The Food and Drug Administration (FDA) is also weighing the idea of banning the sale of e-cigarette flavors based on unsupported claims that flavors attract kids. This ignores the evidence that e-cigarette flavors are vitally important in helping adult smokers stick to vaping. San Francisco is even considering a proposal to ban e-cigarette sales entirely though traditional cigarettes will still be available at any corner store.

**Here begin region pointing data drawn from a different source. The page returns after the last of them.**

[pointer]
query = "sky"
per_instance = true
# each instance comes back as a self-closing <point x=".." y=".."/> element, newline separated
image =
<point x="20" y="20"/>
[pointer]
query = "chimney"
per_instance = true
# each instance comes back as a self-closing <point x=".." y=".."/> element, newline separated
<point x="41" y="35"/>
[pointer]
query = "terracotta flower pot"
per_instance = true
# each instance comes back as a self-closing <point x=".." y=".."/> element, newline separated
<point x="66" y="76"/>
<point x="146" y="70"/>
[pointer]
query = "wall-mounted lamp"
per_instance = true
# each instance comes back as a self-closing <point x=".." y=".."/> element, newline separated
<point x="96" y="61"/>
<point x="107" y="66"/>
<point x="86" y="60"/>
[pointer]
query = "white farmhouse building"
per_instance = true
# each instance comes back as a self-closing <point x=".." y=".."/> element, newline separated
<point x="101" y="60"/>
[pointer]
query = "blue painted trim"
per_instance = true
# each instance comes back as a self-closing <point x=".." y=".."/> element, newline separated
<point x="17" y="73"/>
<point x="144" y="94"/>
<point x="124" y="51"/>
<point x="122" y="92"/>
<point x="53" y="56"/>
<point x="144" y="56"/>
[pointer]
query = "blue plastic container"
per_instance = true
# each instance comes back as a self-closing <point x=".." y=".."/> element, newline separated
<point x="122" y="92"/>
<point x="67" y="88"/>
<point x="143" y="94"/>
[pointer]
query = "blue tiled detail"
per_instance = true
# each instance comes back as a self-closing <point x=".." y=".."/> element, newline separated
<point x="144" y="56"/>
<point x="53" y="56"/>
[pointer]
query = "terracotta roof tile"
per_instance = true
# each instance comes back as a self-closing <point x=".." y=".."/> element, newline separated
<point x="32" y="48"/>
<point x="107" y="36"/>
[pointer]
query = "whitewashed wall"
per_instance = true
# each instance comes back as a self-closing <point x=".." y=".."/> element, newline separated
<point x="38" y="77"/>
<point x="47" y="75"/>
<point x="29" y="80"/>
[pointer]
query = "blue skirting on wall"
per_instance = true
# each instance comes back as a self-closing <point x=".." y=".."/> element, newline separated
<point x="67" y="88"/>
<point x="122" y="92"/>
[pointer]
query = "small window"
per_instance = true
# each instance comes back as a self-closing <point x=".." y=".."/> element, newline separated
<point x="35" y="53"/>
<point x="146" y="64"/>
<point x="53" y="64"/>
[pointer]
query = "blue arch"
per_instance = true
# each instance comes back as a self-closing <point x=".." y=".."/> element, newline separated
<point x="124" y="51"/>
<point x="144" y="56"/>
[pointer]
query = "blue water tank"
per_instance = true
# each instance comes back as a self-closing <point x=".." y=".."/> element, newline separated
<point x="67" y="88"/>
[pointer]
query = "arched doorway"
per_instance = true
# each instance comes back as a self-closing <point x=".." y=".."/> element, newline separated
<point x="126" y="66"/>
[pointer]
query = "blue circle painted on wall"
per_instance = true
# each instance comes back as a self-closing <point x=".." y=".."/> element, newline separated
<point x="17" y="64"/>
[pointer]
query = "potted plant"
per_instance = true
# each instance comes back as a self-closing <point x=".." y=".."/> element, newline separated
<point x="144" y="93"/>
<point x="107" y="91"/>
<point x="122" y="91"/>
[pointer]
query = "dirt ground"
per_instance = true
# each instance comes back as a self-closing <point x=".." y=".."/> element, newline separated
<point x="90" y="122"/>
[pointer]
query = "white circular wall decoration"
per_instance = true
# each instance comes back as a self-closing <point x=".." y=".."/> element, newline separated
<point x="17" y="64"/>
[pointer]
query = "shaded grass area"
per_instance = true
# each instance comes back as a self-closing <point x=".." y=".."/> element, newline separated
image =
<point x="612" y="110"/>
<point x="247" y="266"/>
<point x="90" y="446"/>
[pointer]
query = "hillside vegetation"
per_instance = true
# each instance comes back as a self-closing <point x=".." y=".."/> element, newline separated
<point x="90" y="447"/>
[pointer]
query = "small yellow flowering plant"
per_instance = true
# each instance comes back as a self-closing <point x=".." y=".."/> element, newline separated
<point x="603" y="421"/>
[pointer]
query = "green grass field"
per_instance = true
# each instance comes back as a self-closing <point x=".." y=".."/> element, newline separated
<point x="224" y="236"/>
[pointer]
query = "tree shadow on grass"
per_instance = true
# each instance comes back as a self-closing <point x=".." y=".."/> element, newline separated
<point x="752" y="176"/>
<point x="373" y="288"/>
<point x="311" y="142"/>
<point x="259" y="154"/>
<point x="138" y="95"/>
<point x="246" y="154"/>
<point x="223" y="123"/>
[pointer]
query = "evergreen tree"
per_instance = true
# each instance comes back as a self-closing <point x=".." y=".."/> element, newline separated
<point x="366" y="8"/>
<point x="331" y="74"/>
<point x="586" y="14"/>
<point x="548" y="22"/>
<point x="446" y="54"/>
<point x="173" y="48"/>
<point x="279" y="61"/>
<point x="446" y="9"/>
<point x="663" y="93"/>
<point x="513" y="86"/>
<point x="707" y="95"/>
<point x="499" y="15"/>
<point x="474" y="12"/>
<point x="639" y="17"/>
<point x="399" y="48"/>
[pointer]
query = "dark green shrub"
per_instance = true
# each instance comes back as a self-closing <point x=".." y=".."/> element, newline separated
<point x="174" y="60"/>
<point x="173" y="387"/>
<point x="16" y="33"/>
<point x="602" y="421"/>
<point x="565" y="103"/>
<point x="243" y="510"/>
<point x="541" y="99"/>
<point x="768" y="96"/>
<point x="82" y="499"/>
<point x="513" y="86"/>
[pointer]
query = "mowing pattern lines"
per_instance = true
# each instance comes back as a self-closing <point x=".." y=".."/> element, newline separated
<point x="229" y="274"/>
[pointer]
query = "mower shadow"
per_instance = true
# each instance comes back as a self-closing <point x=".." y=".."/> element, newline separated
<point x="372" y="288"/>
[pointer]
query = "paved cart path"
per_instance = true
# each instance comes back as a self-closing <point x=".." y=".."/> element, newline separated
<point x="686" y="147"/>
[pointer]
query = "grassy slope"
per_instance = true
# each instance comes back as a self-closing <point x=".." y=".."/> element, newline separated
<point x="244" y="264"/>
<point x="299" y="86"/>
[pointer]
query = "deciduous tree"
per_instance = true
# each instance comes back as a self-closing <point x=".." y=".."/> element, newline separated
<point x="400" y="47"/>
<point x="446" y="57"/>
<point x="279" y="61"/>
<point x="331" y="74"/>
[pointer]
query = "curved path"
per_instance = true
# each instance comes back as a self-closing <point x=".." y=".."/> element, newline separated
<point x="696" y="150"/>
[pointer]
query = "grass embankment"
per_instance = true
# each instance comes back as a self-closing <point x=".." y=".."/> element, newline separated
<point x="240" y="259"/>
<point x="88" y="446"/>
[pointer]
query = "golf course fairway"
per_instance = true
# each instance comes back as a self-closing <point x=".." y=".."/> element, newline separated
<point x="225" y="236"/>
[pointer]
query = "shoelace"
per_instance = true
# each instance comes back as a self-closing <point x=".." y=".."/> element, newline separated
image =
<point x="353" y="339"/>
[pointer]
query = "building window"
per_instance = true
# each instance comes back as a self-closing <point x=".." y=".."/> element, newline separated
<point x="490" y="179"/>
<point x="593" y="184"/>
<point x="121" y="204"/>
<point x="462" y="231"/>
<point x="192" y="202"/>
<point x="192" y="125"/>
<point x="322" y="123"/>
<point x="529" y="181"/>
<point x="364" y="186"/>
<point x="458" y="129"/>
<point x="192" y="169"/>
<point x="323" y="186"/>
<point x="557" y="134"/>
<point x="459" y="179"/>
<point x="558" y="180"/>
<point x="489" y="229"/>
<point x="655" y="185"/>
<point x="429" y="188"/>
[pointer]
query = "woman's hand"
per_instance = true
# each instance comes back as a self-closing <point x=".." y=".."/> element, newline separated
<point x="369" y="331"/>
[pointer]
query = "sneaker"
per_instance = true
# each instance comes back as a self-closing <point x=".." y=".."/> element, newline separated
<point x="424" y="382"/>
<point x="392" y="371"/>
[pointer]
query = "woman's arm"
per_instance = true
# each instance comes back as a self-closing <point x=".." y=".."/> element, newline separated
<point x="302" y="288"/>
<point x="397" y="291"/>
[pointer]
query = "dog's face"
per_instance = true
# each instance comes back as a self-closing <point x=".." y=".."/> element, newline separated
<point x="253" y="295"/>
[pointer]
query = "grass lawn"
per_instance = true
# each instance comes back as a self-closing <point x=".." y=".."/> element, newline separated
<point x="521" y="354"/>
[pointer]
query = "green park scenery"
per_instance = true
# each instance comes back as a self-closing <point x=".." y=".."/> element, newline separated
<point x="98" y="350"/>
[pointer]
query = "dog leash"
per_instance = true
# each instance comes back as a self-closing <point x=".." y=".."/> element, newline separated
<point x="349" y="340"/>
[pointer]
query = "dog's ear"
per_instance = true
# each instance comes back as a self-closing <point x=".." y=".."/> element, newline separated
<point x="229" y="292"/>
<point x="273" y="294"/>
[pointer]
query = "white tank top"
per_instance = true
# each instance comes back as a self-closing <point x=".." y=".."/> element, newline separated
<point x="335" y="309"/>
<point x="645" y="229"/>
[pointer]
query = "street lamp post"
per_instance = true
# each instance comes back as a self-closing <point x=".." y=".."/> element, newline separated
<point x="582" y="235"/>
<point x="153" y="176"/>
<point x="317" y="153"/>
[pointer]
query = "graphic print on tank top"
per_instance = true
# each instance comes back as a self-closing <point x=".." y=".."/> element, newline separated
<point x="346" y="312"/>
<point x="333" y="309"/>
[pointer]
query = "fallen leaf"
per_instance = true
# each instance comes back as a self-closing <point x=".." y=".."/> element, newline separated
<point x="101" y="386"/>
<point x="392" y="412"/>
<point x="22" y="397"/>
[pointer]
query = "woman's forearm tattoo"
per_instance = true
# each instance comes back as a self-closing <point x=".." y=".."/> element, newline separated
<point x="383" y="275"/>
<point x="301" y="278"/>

Telling the truth — that e-cigarettes pose little threat to kids, might be our best chance to fully displace smoking, and that government crack-downs harm public health by increasing smoking– may not be enough to change public opinion. Based on the latest surveys, most adults believe e-cigarettes pose a threat rather than an enormous opportunity to make smoking a thing of the past. But, it’s not because they are stupid. People have been so frightened by media and health groups that they are willing to ignore all the evidence, including the evidence about the benefits e-cigarettes have for smoking cessation. They’re even willing to support policies that will make it more likely that adolescents and adults smoke and keep smoking. For critics of the anti-vax movement, the failure of facts to overcome fear should seem frustratingly familiar.